横須賀の相方と別れたものの、まだ昼下がり。
八王子の本拠地に帰りがてら、あと1軒くらい開拓しよう。
帰路の途中、旅行気分で多摩モノレールに乗り、多摩センター駅で降りる。
ここは多摩ニュータウンの中心的地域で都市センターとしての機能を有していることから、今まで見たことのない何とも形容しがたい駅である。

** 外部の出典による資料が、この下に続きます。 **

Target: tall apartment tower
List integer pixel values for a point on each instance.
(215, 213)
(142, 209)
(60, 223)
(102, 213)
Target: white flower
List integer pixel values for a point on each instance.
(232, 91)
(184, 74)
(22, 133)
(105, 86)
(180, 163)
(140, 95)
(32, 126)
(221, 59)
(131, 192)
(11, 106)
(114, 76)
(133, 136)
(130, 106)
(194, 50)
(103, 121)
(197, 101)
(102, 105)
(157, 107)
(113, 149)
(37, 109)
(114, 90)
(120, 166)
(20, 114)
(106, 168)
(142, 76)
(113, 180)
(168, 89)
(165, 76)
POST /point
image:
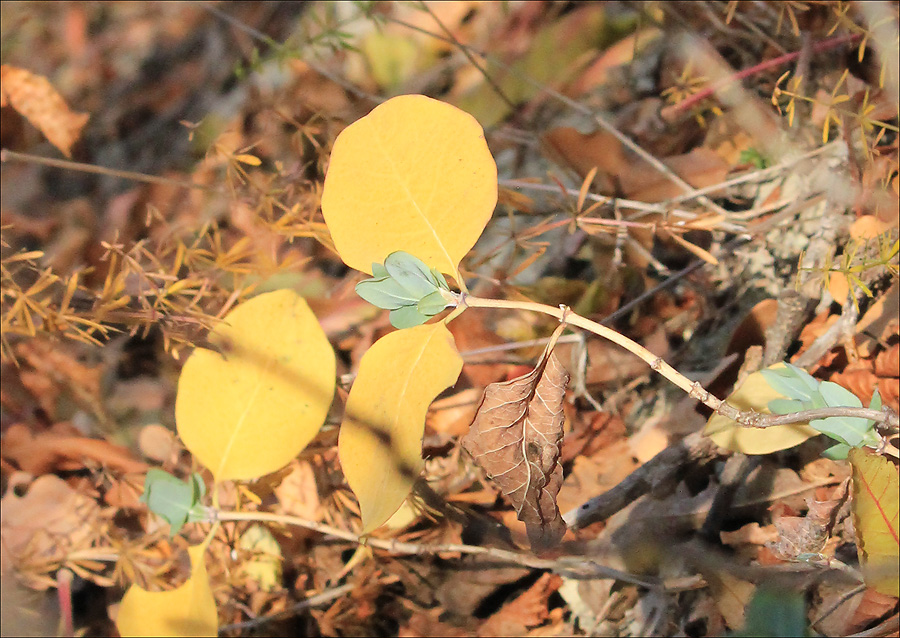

これだけ大きな駅周辺となると良い酒場があるのではないかと期待に胸膨らませて歩いてみる。
ところが今日は良い店がなかなか見つからない。
あまりないことだが、開拓勘が鈍っているのだろうか。
おちあい横丁を発見。なかなか良さそうな店が立ち並ぶ。だが曜日のせいか、中国コロナ騒ぎのせいか、1軒も開いていない。
肩を落として歩いていると客引きのお兄さん。
普段は客引きになぞ絶対付いて行かぬが、今日はこのままではどこにも行けそうにないので、仕方なく付いていく。
そこは多摩センター駅近くの山の手ビル8階にある『和さ美』という店であった。
しらす下ろしの量は少なく、呼んでもなかなか来ないので、海鮮ユッケを頼んで、早々に店を後にした。
早々に店を後にしたとは言ったものの、呼んでもなかなか来ないため1時間はいただろう。
開拓組はいつも新規開拓をモットーとしているため、やはり毎回入店する時は精神力を使う。
どんな店だろう。大将や女将さんはどうだろう。常連客は我々を受け入れてくれるだろうか、などなど。
しかし有難いことに振り返ってみると、開拓で嫌な思いをしたことはほとんどない。
だからこそ余計に、今回のような思いをすると、忘れえぬ出来事となるものだ。
というわけでこちらの店は、残念ながら百名山に入れることは私の開拓魂が許さない。(大袈裟)
本当はここで今日の開拓を終えるつもりであったが、この状態で終えることは自分の心が収まらないので、梯子することにした。